MNCs and the domestic players,” says Kohli. So are the domestic

manufacturers threatened by MNCs? “Yes, they are at the low end of

the market,” says Saxena. Having worked on a reverse strategy of

entering the domestic market after proving itself in foreign turf,

Viju Thomas says, “We are confident that we can give shorter lead

times, faster delivery, protection from forex fluctuations, coupled

with a nationwide service network.” But quick to disagree is Anil

Gupta of Microtek, “The local manufacturers as a whole are not

threatened. Those with world class quality will always thrive, let

alone survive,” he asserts.





But increasingly, the trend is that the consumer durable giants
such as BPL and Videocon who have entered the monitors bandwagon are

tougher competition on the regional and domestic manufacturers.

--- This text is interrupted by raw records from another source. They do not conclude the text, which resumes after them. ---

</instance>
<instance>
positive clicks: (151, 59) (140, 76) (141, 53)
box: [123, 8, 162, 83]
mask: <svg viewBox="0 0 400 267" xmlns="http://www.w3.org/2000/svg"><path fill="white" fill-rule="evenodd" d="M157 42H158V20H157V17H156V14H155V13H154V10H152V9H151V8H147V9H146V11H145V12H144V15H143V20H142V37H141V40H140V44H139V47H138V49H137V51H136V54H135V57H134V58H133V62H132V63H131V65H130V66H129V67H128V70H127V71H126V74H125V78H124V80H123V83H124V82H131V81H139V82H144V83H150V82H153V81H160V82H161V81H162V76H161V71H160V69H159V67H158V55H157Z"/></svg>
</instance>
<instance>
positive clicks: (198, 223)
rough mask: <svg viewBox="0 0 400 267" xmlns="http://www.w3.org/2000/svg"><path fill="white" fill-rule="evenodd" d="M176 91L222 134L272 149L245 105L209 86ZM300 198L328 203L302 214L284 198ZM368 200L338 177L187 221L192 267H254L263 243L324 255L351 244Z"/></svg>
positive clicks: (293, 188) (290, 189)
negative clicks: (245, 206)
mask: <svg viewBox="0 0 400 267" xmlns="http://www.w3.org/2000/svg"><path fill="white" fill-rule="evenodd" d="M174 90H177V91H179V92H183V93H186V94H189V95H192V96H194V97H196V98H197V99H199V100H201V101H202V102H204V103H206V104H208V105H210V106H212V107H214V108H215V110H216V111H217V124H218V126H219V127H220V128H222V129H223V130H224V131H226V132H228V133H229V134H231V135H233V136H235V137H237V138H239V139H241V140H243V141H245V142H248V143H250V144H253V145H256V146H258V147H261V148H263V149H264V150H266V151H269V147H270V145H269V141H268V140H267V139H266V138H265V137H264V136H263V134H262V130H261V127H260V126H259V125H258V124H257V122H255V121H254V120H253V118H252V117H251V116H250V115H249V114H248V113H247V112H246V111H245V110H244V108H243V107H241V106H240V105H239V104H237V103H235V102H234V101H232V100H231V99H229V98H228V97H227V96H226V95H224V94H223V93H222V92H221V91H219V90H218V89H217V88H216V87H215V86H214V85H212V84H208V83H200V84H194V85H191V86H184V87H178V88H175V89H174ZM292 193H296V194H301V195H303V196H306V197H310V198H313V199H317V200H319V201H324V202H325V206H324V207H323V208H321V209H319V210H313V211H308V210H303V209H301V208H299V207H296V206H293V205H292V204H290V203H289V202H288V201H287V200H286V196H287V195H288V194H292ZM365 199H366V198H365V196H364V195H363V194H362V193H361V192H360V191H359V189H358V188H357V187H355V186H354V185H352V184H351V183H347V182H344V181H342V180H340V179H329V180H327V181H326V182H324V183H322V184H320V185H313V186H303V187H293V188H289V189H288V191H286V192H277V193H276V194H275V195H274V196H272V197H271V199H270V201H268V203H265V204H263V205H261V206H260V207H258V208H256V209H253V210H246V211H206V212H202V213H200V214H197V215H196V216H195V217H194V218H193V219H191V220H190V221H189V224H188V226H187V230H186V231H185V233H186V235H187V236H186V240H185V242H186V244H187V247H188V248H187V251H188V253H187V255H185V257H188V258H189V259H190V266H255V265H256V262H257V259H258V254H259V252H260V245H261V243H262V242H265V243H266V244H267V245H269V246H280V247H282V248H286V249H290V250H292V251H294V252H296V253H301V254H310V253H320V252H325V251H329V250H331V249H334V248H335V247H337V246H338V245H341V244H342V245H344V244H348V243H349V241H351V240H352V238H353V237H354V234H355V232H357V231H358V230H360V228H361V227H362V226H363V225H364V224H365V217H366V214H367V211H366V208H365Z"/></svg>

“However, in a market like India, where the domestic players like

Solidaire have given a tough fight to the Onidas,

there is no

reason why the trend will not be repeated for the monitors
industry,” opines Pattabiraman. “Finally, MNC or domestic player,

what will see players succeed in the IT business is the ability to

address price, support and service, logistics, brand and quality

products,” explains Sandeep Shah, Product Manager, Neoteric

Infotech, an IT distribution company.





That is the reason vendors are doing a bit of self-retrospection,
identifying their weak areas and trying to have a strategy in place

to overcome the same. Samtel and HCL Peripherals, for instance, have

decided to evolve a strategy for building their brand in

the

country after deciding on reaching out to the local market. While
some are getting

their logistics and IT infrastructure in place,

to get to the future way of doing business. Finally, the vendors are
utilizing their time to planning and strategizing things while the

policy itself is expected to be announced anytime now, to give a big

boost to the monitors business in the country.